CS 1321X - Lecture 24 - November 11, 2003

CS 1321X - Lecture 24

Object-Oriented Programming the Hard Way


I. The lexical closure 

Let's take another look at the notion of process and state. Let's say that 
I want to construct a function that simulates a Coke (TM) machine. To do 
this, I'll need a state variable to tell me how many cans of Coke there 
are in this machine. I could do this: 

(define number-of-cans 5)

and then my function could be this: 

(define (get-coke)
  (cond ((> number-of-cans 0)
         (set! number-of-cans (- number-of-cans 1))
         (write "have a Coke"))
        (else (write "sorry, out of Coke"))))

I can now call "get-coke" five times, and I'll see the same message ("have 
a Coke"), but on the sixth call, I'll see a new message ("sorry, out of 
Coke"). I now have a function which knows its history -- it has state. 

However, "number-of-cans" is a free variable -- that is, it's initialized 
outside the lexical scope of the function in which it's referenced, and I 
don't like that.

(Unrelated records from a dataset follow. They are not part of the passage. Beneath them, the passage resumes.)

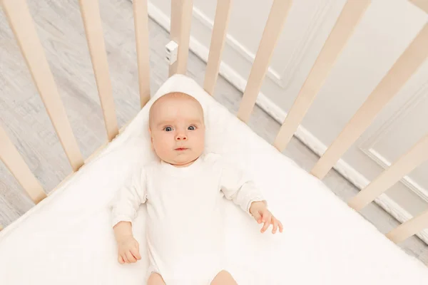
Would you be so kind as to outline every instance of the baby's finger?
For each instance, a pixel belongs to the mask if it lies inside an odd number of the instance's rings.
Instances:
[[[278,226],[280,227],[280,232],[282,232],[282,224],[278,221]]]
[[[137,259],[141,259],[141,256],[140,255],[140,251],[138,250],[138,247],[133,248],[131,250],[131,253],[132,255]]]
[[[275,234],[276,232],[277,228],[278,227],[278,220],[276,219],[275,217],[272,216],[272,222],[273,224],[272,233]]]
[[[137,261],[137,259],[132,255],[132,254],[131,253],[130,251],[127,251],[126,253],[126,257],[128,258],[128,260],[129,260],[130,262],[136,262]]]
[[[264,219],[265,219],[265,224],[263,225],[263,227],[262,228],[262,230],[261,230],[262,232],[265,232],[266,231],[266,229],[268,229],[268,228],[270,225],[271,216],[268,215],[268,217],[265,217]]]
[[[268,219],[269,218],[270,212],[269,211],[268,211],[268,209],[265,209],[263,212],[262,212],[261,214],[262,214],[262,222],[268,222]]]
[[[254,214],[254,219],[255,219],[257,222],[259,224],[262,222],[262,215],[258,212]]]
[[[129,260],[128,260],[128,257],[126,257],[126,254],[125,254],[123,253],[123,254],[122,254],[122,256],[122,256],[122,259],[123,259],[123,262],[124,262],[124,263],[131,263],[131,262],[129,261]]]

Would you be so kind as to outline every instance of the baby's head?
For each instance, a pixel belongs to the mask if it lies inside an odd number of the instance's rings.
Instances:
[[[203,152],[203,110],[193,97],[179,92],[162,95],[152,105],[148,122],[155,152],[165,162],[188,166]]]

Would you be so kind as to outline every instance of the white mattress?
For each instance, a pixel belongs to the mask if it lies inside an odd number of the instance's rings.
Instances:
[[[204,108],[207,150],[225,155],[254,175],[281,219],[280,234],[260,226],[228,200],[230,269],[240,284],[427,284],[428,269],[389,242],[321,182],[255,135],[184,76],[171,90],[194,95]],[[148,108],[69,182],[0,232],[0,284],[145,284],[146,259],[117,261],[110,202],[132,169],[154,158]],[[145,241],[145,206],[133,231]],[[141,255],[146,252],[141,247]]]

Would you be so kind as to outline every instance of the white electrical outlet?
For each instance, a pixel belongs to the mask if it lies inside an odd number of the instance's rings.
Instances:
[[[178,45],[174,41],[171,41],[165,46],[166,51],[166,61],[172,65],[177,61],[177,54],[178,53]]]

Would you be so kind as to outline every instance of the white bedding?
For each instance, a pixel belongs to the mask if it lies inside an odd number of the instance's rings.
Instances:
[[[179,90],[204,108],[207,149],[250,171],[281,234],[225,200],[230,271],[240,284],[427,284],[428,269],[389,242],[321,182],[255,135],[193,80],[174,76],[154,98]],[[121,265],[110,202],[131,170],[154,158],[147,135],[153,98],[125,132],[69,182],[0,232],[0,284],[144,284],[147,259]],[[145,206],[133,231],[145,240]],[[145,247],[141,247],[145,256]]]

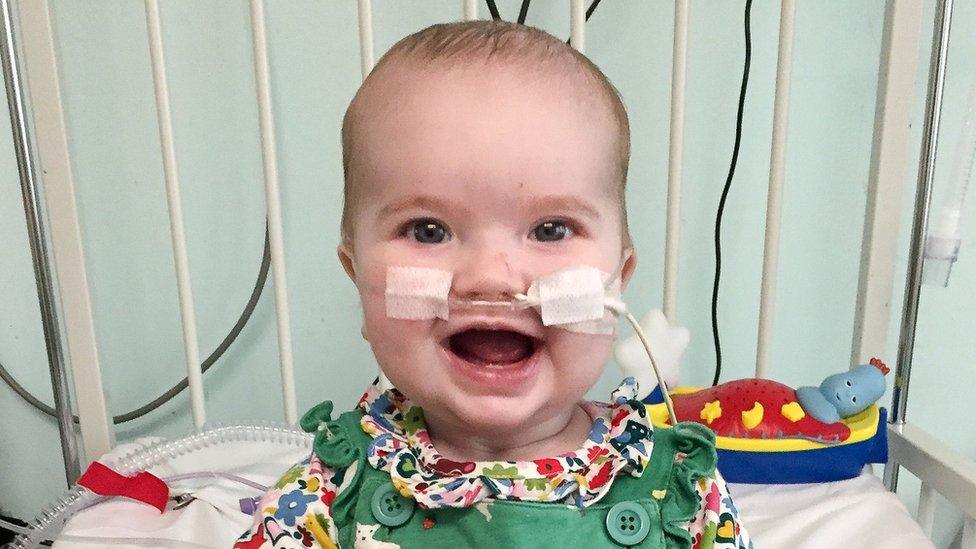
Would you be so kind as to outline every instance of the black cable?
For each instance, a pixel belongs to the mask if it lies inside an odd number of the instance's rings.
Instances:
[[[525,18],[529,15],[529,2],[532,0],[522,0],[522,7],[519,9],[519,18],[517,23],[519,25],[525,24]]]
[[[495,0],[485,0],[485,3],[488,4],[488,11],[491,13],[491,18],[495,21],[501,21],[502,16],[498,13],[498,6],[495,5]]]
[[[250,299],[248,299],[247,305],[244,306],[244,311],[241,312],[241,315],[240,317],[238,317],[237,322],[234,324],[234,327],[231,328],[230,332],[224,337],[224,340],[220,342],[220,345],[218,345],[217,348],[214,349],[214,352],[210,353],[210,356],[208,356],[207,359],[204,360],[203,363],[200,365],[200,370],[202,373],[206,373],[206,371],[209,370],[210,367],[213,366],[214,363],[217,362],[217,360],[221,356],[223,356],[225,352],[227,352],[227,349],[230,348],[231,344],[234,343],[234,340],[237,339],[237,336],[240,335],[241,331],[244,329],[244,325],[247,324],[247,322],[251,319],[251,315],[254,314],[254,308],[257,307],[258,301],[261,299],[261,292],[262,290],[264,290],[264,285],[268,281],[268,271],[270,269],[270,266],[271,266],[271,243],[268,235],[268,227],[267,224],[265,224],[264,256],[261,259],[261,269],[258,272],[258,279],[254,282],[254,289],[251,290],[251,297]],[[27,403],[33,406],[34,408],[37,408],[38,410],[44,412],[49,416],[52,417],[57,416],[57,414],[54,411],[54,408],[38,400],[21,384],[17,383],[17,380],[15,380],[14,377],[10,374],[10,372],[8,372],[7,369],[3,367],[3,364],[0,364],[0,379],[2,379],[7,385],[10,386],[11,389],[14,390],[15,393],[20,395],[22,399],[27,401]],[[165,393],[160,395],[158,398],[156,398],[149,404],[136,408],[131,412],[127,412],[122,415],[113,417],[112,423],[115,425],[119,425],[121,423],[125,423],[127,421],[132,421],[136,418],[142,417],[148,414],[149,412],[155,410],[156,408],[159,408],[163,404],[169,402],[173,397],[180,394],[183,390],[189,387],[189,385],[190,385],[189,380],[186,377],[184,377],[182,381],[174,385],[172,388],[170,388],[170,390],[166,391]],[[78,416],[73,415],[72,421],[74,423],[78,423]]]
[[[593,12],[596,11],[596,7],[599,5],[600,5],[600,0],[593,0],[592,2],[590,2],[590,7],[586,8],[586,15],[583,17],[584,22],[590,20],[590,16],[593,15]],[[571,38],[567,38],[566,43],[569,44],[570,40]]]
[[[749,18],[752,12],[752,0],[746,0],[745,36],[746,55],[745,66],[742,70],[742,87],[739,88],[739,109],[735,115],[735,146],[732,148],[732,163],[729,165],[729,175],[725,179],[722,198],[718,202],[718,212],[715,215],[715,282],[712,285],[712,339],[715,342],[715,377],[712,385],[718,385],[722,375],[722,344],[718,337],[718,283],[722,276],[722,213],[725,211],[725,200],[732,187],[732,177],[735,175],[735,165],[739,161],[739,147],[742,144],[742,112],[745,109],[746,88],[749,86],[749,66],[752,64],[752,32],[749,28]]]

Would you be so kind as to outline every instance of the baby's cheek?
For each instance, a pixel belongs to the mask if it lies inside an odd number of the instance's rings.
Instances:
[[[565,379],[567,390],[572,386],[580,390],[582,396],[603,373],[610,358],[613,337],[550,328],[546,344],[553,368]]]

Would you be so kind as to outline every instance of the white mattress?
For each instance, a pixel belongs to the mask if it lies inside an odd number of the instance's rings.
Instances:
[[[115,453],[131,448],[120,447]],[[267,486],[306,452],[294,446],[235,442],[198,450],[152,472],[166,477],[225,471]],[[177,486],[171,494],[192,487],[197,499],[164,514],[123,499],[106,501],[72,517],[54,547],[229,547],[250,524],[238,500],[257,495],[255,490],[223,479]],[[898,498],[870,473],[841,482],[733,484],[731,489],[758,549],[933,547]]]
[[[758,549],[934,547],[895,494],[870,471],[818,484],[731,484]]]

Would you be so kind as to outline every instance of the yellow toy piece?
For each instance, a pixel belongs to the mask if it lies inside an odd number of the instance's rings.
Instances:
[[[780,413],[783,414],[783,417],[792,421],[793,423],[800,421],[807,415],[806,412],[803,411],[803,408],[800,407],[800,403],[796,401],[789,404],[784,404],[783,407],[780,408]]]
[[[677,387],[671,390],[671,395],[691,394],[700,390],[701,388],[699,387]],[[648,404],[647,415],[654,424],[655,429],[671,428],[670,420],[668,419],[668,409],[663,403]],[[878,432],[879,418],[880,408],[877,404],[872,404],[860,414],[842,419],[841,421],[850,427],[851,436],[840,444],[826,444],[802,438],[744,439],[718,435],[715,437],[715,446],[719,450],[739,452],[797,452],[857,444],[858,442],[864,442],[874,437]]]
[[[752,407],[752,410],[742,412],[742,425],[744,425],[746,429],[753,429],[756,427],[756,425],[762,423],[762,404],[759,404],[758,402],[755,404],[756,405]]]
[[[704,419],[711,425],[713,421],[722,417],[722,405],[717,400],[707,402],[705,403],[705,407],[702,408],[701,413],[698,414],[698,417]]]

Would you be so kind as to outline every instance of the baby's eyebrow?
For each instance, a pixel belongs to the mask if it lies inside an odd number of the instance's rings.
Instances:
[[[596,221],[600,220],[600,212],[590,205],[589,202],[568,195],[548,195],[534,196],[526,199],[526,205],[533,210],[563,210],[578,212],[591,217]]]
[[[389,204],[386,204],[380,208],[378,215],[382,219],[411,208],[440,211],[451,209],[448,203],[441,198],[431,195],[416,195],[399,198],[393,202],[390,202]]]

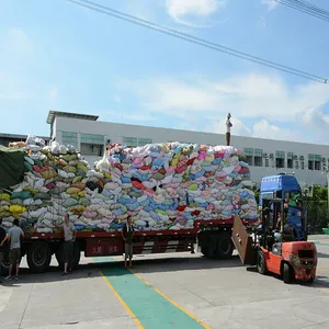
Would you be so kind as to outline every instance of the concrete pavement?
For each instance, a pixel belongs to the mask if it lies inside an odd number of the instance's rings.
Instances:
[[[67,277],[55,266],[39,275],[24,270],[19,282],[0,285],[0,328],[329,328],[329,240],[311,238],[319,252],[311,286],[260,275],[238,257],[189,253],[137,257],[137,276],[120,258],[82,258]]]

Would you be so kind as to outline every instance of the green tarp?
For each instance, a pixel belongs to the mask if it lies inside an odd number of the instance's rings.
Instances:
[[[0,188],[9,188],[23,181],[25,155],[23,149],[0,146]]]

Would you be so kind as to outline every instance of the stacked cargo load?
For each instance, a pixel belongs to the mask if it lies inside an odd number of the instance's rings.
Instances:
[[[225,220],[236,214],[257,218],[249,167],[234,147],[113,144],[93,169],[73,147],[56,141],[44,146],[30,137],[2,151],[9,150],[26,152],[19,158],[23,181],[20,173],[14,185],[3,186],[0,178],[5,228],[20,218],[25,230],[56,232],[65,213],[79,231],[117,231],[128,215],[143,231],[190,229],[196,219]]]

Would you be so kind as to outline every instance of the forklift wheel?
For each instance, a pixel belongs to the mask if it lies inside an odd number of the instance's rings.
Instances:
[[[282,269],[282,279],[284,283],[291,283],[293,281],[294,270],[290,264],[284,263]]]
[[[257,256],[257,270],[260,274],[266,274],[268,268],[266,268],[266,260],[265,254],[260,250]]]

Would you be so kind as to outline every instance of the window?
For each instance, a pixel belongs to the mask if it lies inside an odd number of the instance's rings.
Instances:
[[[253,154],[254,154],[254,166],[263,167],[263,150],[260,148],[256,148],[253,150]]]
[[[137,147],[151,144],[152,139],[150,138],[137,138],[137,137],[123,137],[123,144],[127,147]]]
[[[78,148],[78,133],[61,132],[61,143]]]
[[[296,169],[298,169],[299,168],[299,166],[298,166],[299,163],[298,163],[298,161],[295,161],[295,168]]]
[[[294,154],[287,152],[286,159],[286,167],[290,169],[294,168]]]
[[[314,169],[315,170],[321,170],[321,155],[315,155],[314,156]]]
[[[150,138],[138,138],[137,141],[138,146],[145,146],[147,144],[152,144],[152,140]]]
[[[102,157],[104,154],[104,145],[81,143],[81,155]]]
[[[314,155],[308,155],[308,170],[314,170]]]
[[[81,134],[81,144],[104,145],[103,135]]]
[[[275,151],[275,167],[276,168],[284,168],[284,160],[285,160],[285,152],[282,150]]]
[[[123,137],[123,144],[127,147],[136,147],[137,138],[136,137]]]
[[[253,166],[253,161],[252,161],[252,158],[253,158],[253,149],[252,148],[243,148],[243,156],[246,157],[247,159],[247,162],[249,166]]]

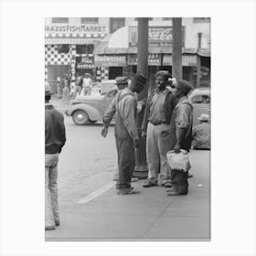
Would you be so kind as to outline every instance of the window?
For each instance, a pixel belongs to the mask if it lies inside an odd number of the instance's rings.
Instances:
[[[80,23],[99,23],[99,17],[81,17]]]
[[[92,54],[94,49],[93,45],[77,45],[77,54]]]
[[[194,23],[206,23],[210,22],[210,17],[193,17]]]
[[[113,33],[118,28],[125,26],[124,17],[111,17],[110,19],[110,33]]]
[[[51,18],[52,23],[69,23],[68,17],[52,17]]]
[[[69,45],[58,46],[58,53],[69,53]]]

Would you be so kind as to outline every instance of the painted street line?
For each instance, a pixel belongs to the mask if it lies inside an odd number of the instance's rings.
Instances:
[[[114,184],[115,184],[115,182],[112,181],[111,183],[108,183],[108,184],[104,185],[103,187],[101,187],[98,190],[89,194],[87,197],[79,200],[77,202],[77,204],[87,204],[88,202],[93,200],[94,198],[98,197],[99,196],[102,195],[103,193],[105,193],[106,191],[111,189],[114,186]]]

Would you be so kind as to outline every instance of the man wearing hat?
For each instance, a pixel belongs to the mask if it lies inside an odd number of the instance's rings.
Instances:
[[[142,125],[142,135],[146,134],[148,164],[148,178],[143,187],[157,186],[160,170],[161,185],[169,187],[171,179],[166,153],[172,146],[170,121],[176,100],[166,88],[171,79],[168,71],[158,71],[155,77],[156,89],[148,98]]]
[[[180,80],[175,89],[175,96],[178,102],[175,107],[171,121],[171,131],[175,132],[176,153],[181,149],[189,151],[192,141],[193,107],[187,99],[192,87],[189,82]],[[187,195],[188,188],[187,172],[171,170],[172,188],[168,189],[168,196]]]
[[[139,191],[131,187],[135,167],[134,148],[139,147],[139,136],[135,123],[135,94],[143,91],[147,79],[140,73],[135,74],[130,85],[117,92],[103,116],[104,128],[101,135],[106,137],[112,116],[115,119],[115,141],[118,155],[119,181],[118,195],[137,194]]]
[[[192,145],[194,149],[210,149],[210,124],[209,115],[202,113],[197,118],[200,123],[196,125],[192,131]]]
[[[91,88],[92,88],[92,80],[90,78],[90,74],[85,73],[83,80],[82,80],[83,94],[84,95],[91,95]]]
[[[45,86],[45,229],[59,225],[58,204],[59,155],[66,143],[64,117],[49,104],[48,84]]]

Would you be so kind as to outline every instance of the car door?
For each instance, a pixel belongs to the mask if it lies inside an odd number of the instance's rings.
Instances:
[[[200,94],[190,98],[193,104],[193,126],[199,123],[197,119],[202,113],[210,115],[210,95]]]

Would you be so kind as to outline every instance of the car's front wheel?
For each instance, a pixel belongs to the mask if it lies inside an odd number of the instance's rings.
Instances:
[[[89,115],[85,111],[75,111],[72,114],[72,119],[78,125],[83,125],[89,123]]]

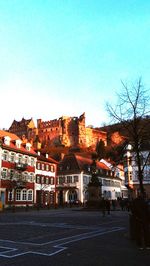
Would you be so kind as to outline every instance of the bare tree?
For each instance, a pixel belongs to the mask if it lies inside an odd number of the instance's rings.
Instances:
[[[120,123],[128,142],[133,147],[137,160],[139,188],[141,194],[144,195],[143,171],[145,165],[142,164],[141,151],[149,139],[150,110],[148,108],[150,98],[141,78],[130,86],[122,82],[122,90],[117,96],[118,103],[115,106],[107,103],[106,109],[113,121]]]

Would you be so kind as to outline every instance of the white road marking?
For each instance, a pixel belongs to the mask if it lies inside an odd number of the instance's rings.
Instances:
[[[62,225],[63,226],[63,225]],[[66,228],[66,227],[65,227]],[[76,228],[74,226],[74,228]],[[85,227],[84,227],[85,228]],[[78,227],[76,228],[78,229]],[[83,227],[82,227],[83,229]],[[87,228],[86,228],[87,229]],[[78,235],[73,235],[65,238],[60,238],[57,240],[44,242],[41,244],[32,243],[32,242],[19,242],[19,241],[10,241],[10,240],[0,240],[0,256],[5,258],[14,258],[26,254],[36,254],[42,256],[53,256],[63,250],[67,249],[65,245],[68,245],[73,242],[98,237],[104,234],[110,234],[112,232],[117,232],[124,230],[123,227],[112,227],[101,228],[99,230],[93,229],[91,232],[81,233]]]

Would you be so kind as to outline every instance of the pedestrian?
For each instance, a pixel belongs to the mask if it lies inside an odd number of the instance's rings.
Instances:
[[[104,198],[102,198],[102,200],[101,200],[101,208],[102,208],[102,214],[104,217],[105,213],[106,213],[106,200]]]
[[[142,196],[133,200],[131,207],[135,221],[135,239],[140,249],[150,249],[150,212]]]
[[[110,200],[109,199],[106,199],[106,211],[107,211],[107,214],[110,214]]]

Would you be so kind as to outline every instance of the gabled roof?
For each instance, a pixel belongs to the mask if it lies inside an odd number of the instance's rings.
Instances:
[[[90,158],[82,157],[77,154],[67,154],[64,156],[63,160],[59,163],[59,166],[63,166],[62,171],[71,173],[74,172],[90,172],[91,165],[93,163],[93,160]],[[96,168],[97,169],[103,169],[103,170],[110,170],[109,167],[107,167],[102,162],[96,162]]]
[[[17,139],[20,139],[17,135],[13,134],[13,133],[10,133],[8,131],[5,131],[5,130],[0,130],[0,138],[4,138],[4,137],[10,137],[11,140],[17,140]]]
[[[56,160],[54,160],[51,157],[46,158],[43,154],[37,156],[38,161],[43,161],[43,162],[48,162],[48,163],[53,163],[53,164],[58,164]]]
[[[5,137],[10,137],[10,144],[6,145],[5,143],[3,143],[3,140]],[[7,149],[7,150],[13,150],[13,151],[17,151],[19,153],[24,153],[24,154],[29,154],[29,155],[36,155],[36,152],[34,151],[34,149],[31,147],[30,151],[27,150],[25,148],[24,143],[21,144],[20,148],[16,147],[16,140],[20,140],[22,141],[17,135],[4,131],[4,130],[0,130],[0,139],[2,140],[2,146],[3,148]]]

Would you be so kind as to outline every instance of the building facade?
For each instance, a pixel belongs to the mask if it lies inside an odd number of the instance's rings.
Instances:
[[[37,119],[37,127],[35,127],[32,119],[25,120],[22,118],[19,122],[13,121],[9,132],[20,138],[25,137],[33,141],[36,148],[40,143],[42,148],[65,146],[95,149],[100,140],[103,140],[107,145],[106,132],[86,127],[85,113],[79,117],[62,116],[59,119],[49,121]]]
[[[38,152],[35,171],[35,202],[37,207],[56,205],[57,162]]]
[[[0,198],[4,207],[34,204],[36,153],[30,143],[0,130]]]
[[[0,201],[4,208],[54,205],[57,162],[0,130]]]
[[[147,146],[148,148],[148,146]],[[142,150],[140,155],[141,170],[143,172],[143,186],[147,198],[150,198],[150,152]],[[129,197],[137,197],[140,193],[138,166],[135,152],[129,144],[124,154],[125,184],[128,187]]]
[[[92,159],[77,154],[65,155],[58,165],[58,203],[88,200],[88,184],[91,180]],[[101,184],[101,197],[116,200],[121,197],[121,179],[102,162],[96,162],[96,171]]]

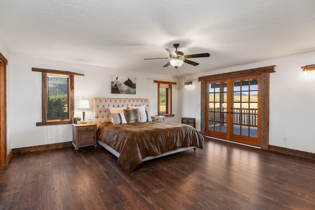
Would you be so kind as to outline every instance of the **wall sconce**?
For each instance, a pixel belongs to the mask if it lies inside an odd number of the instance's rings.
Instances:
[[[192,82],[187,82],[186,83],[184,83],[184,84],[185,84],[185,88],[187,88],[187,86],[189,86],[189,87],[191,87],[191,85],[192,85]]]
[[[308,65],[305,66],[302,66],[301,69],[302,71],[304,71],[304,75],[306,76],[307,75],[308,71],[313,71],[313,70],[315,70],[315,64],[312,65]]]

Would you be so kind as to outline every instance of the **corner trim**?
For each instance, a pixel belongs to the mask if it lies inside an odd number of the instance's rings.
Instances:
[[[11,158],[12,157],[12,150],[10,150],[10,152],[9,152],[9,153],[8,154],[7,156],[6,156],[6,163],[7,164],[9,161],[10,161],[10,159],[11,159]]]
[[[62,142],[60,143],[50,144],[48,145],[39,145],[37,146],[27,147],[12,149],[12,154],[23,154],[32,152],[33,151],[42,151],[44,150],[53,150],[66,147],[72,147],[72,141]]]

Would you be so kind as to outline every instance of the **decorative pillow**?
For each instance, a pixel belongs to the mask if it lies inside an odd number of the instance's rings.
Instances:
[[[152,118],[151,118],[151,114],[150,114],[150,111],[146,111],[146,121],[144,121],[145,122],[152,122]]]
[[[122,106],[121,107],[111,107],[109,106],[109,112],[111,115],[113,113],[124,113],[124,110],[127,108],[126,106]],[[111,116],[110,121],[113,122],[113,119]]]
[[[142,122],[148,122],[148,119],[147,117],[147,114],[146,113],[145,105],[139,106],[127,106],[129,109],[139,109],[139,112],[140,113],[140,119]]]
[[[139,109],[124,109],[124,114],[127,123],[141,121],[139,114]]]
[[[127,123],[124,113],[112,113],[110,114],[113,124],[126,124]]]

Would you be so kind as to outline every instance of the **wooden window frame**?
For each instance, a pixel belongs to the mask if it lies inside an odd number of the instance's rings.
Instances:
[[[64,124],[71,124],[73,123],[72,119],[74,115],[74,75],[84,76],[84,74],[66,71],[60,71],[54,69],[47,69],[44,68],[32,68],[32,71],[40,72],[42,81],[42,121],[36,122],[36,126],[60,125]],[[47,113],[48,112],[48,90],[47,74],[62,74],[69,76],[68,83],[68,105],[69,107],[69,119],[47,120]]]
[[[166,82],[166,81],[161,81],[159,80],[154,80],[154,82],[156,83],[158,83],[158,115],[161,115],[162,116],[165,116],[165,117],[175,117],[175,115],[172,114],[172,101],[173,100],[172,98],[172,85],[176,85],[176,83],[173,82]],[[169,103],[168,104],[166,104],[167,108],[166,110],[168,111],[168,113],[165,113],[161,114],[160,114],[160,88],[161,84],[163,85],[168,85],[168,92],[167,94],[168,95],[168,100]]]
[[[6,123],[6,65],[8,60],[0,53],[0,165],[7,163]]]

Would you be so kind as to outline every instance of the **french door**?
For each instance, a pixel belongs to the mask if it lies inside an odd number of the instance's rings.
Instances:
[[[206,135],[260,146],[261,75],[208,81]]]

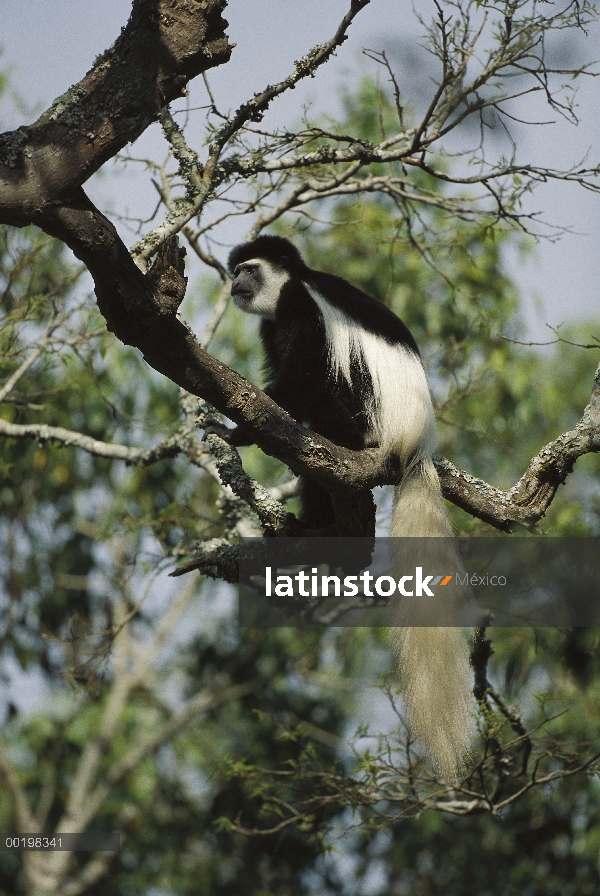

In this case, it's a global variable that's modifiable by 
all functions except where that name is also being used as a local or
lexically- scoped variable, and that's a situation that's ripe for trouble. 
I'd really like this variable to be local to just one specific Coke machine.  
And I'm sure I don't want to have to create a separate global variable for 
each simulated Coke machine, especially if I'm going to simulate the behavior 
of some vending machine company that may own hundreds or thousands of 
individual Coke machines. Keeping track of all that could be difficult, 
to say the least. 

As you know, to create additional local variables beyond those that are 
given in a function's argument list, I can use Scheme's "let" form. So my 
revised "get-coke" might look like this: 

(define (get-coke)
  (let ((number-of-cans 5))
    (cond ((> number-of-cans 0)
           (set! number-of-cans (- number-of-cans 1))
           (write "have a Coke"))
          (else (write "sorry, out of Coke")))))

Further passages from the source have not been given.